Riding in one day through the Grand Canyon, Zion and then Las Vegas is a humbling experience. From the majesty of natural wonders to the ugliness of human deeds, I experienced both all the fascination I have for America and the dislike for some of its features. We went to the north rim of the Canyon which is much more peaceful and less touristy than the south rim where I had been five years ago. The riding through the forest before coming onto this big scar splitting the earth is truly gorgeous and the view from the north rim, which is higher than the southern one, goes for more than 60 miles. Looking at the Grand Canyon makes me keep quiet, at lost for words. And I struggle to write about it as well. May be it's the feeling to be brought back to the size of an ant, to be faced with an inverted mountain going so deep into the ground, the notion than time is for nature a different benchmark than for us and that we may be not truly belong to it.
Then Zion: There again it was my second time there and the same feeling that this land is almost biblical in spite of the total absence of human intervention. The eroded rock looks like a giant frozen wave and the valley opening slowly between the pink and orange dented peaks is like a guiding light (to anyone going to Zion, I strongly recommend entering the park from the east where the road zigzags through narrow canyons and exiting to the west where it opens into a big valley with the mountains slowly fading away). I guess others before me had those same feelings considering the name of the place. I could stay there for hours, days and years, looking at the slow variations in colors and the contrast between the red stone and the pale green of the trees clinging to the barren face of the mountains.

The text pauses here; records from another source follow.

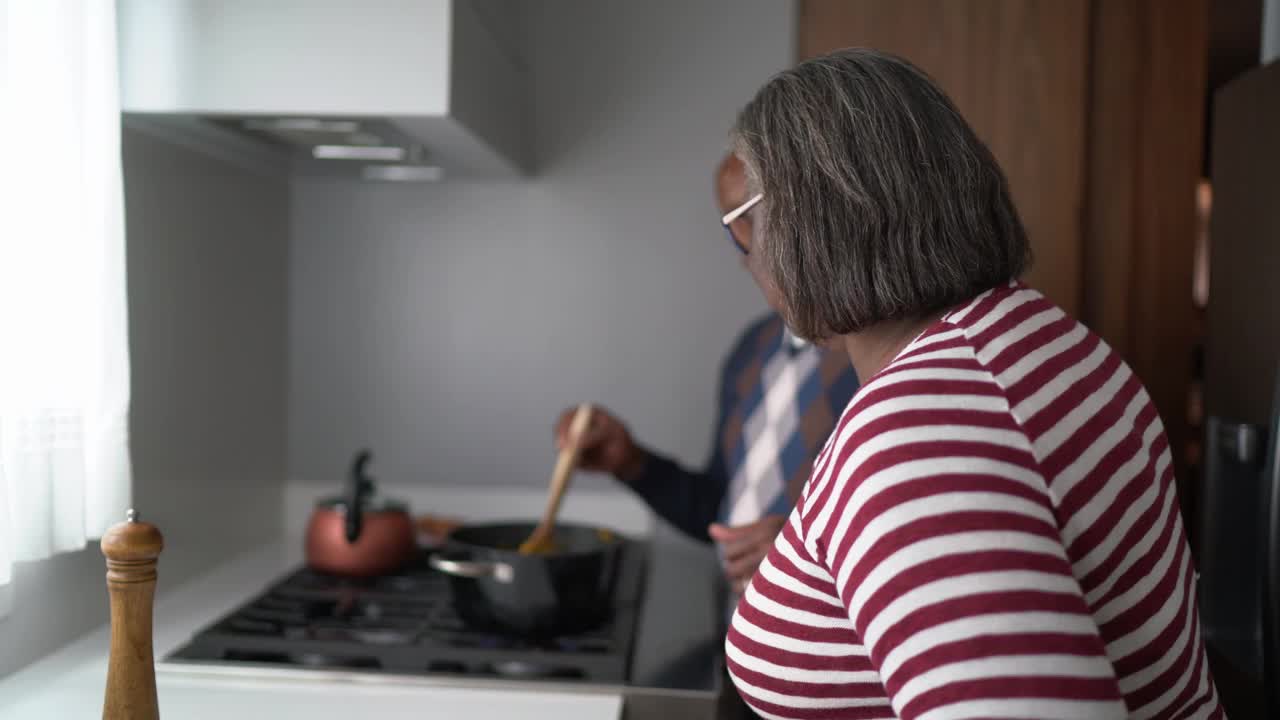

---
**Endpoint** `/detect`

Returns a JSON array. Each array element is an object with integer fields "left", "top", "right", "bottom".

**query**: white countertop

[{"left": 0, "top": 542, "right": 622, "bottom": 720}]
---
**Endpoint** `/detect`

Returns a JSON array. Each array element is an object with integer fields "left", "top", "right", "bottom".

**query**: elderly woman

[{"left": 726, "top": 50, "right": 1222, "bottom": 720}]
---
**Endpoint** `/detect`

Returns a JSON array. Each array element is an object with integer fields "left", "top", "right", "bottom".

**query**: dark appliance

[{"left": 1197, "top": 57, "right": 1280, "bottom": 720}]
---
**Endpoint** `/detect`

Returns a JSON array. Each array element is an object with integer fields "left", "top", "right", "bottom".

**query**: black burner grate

[{"left": 168, "top": 543, "right": 646, "bottom": 684}]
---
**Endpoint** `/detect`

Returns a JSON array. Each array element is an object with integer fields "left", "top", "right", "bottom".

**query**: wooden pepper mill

[{"left": 102, "top": 510, "right": 164, "bottom": 720}]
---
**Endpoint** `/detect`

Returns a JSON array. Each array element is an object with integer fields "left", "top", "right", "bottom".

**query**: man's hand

[
  {"left": 556, "top": 406, "right": 645, "bottom": 482},
  {"left": 707, "top": 515, "right": 787, "bottom": 593}
]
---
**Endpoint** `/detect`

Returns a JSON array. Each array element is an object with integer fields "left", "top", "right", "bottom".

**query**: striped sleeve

But we had decided to spend the night in Las Vegas and so did we. The night ride on Interstate 15 was not a thing of a pleasure, struggling to fend off trucks racing each other on the very twisty curves going through the Arizona mountains. But that allowed us to discover Vegas by night, in all its glittering attire under a perfectly shaped moon crescent. We rode down the strip, all geared up, seemingly as out of place as two fully dressed astronauts at a cocktail party in the company of an other long distance rider on a BMW K1200RS coming from Canada (the long distance motorcycle riders community is a small one and encoutering one another on the roads is always worth noting, except for Harley riders. You never know whether the bike has not just been unloaded from a truck and made like it had been ridden for miles...) .
We had booked a room at the Luxor and they apparently make everything possible to transform the check-in experience into a nightmare (may be they're taking their clues from airlines ?). Long lines at the desk, then parking lots miles away and pretty much nothing to carry your luggage to the room. I guess we could have used Valet Parking but they don't do it for motorcycles.
It has always been my idea than no one should ever spend more than 30 minutes in Vegas, riding, or driving, through it, preferably at night, and go. It's like a toy miniature train. They look awesome when they belong to somebody else but if you try to play with them, they never work. I don't understand why Vegas is the favorite vacation destination for more than half of Americans when their country harbors such natural splendors. And Vegas is nothing in itself, just a pale, comical copy of other people achievements around the world (including New York). But when it comes to this, I much prefer Legoland where kids can also pretend to have fun.
And yes, we gambled: ten bucks each in one armed bandits. Steve ended up with twenty and I with zero. To put it in an other way, he won a free tank of gas for the Ducati.
Oh, and one last thing: The air conditioning in the room sounded like a running diesel truck all night. I tell you, Vegas is just a fake, a glittering doublet (that's a fake diamond).
Now, back to the marvels of mother nature: Death Valley and then Yosemite. We going to camp out there (not in Death Valley, we not THAT mad, but in Yosemite) and I may not be able to update the blog for a few days.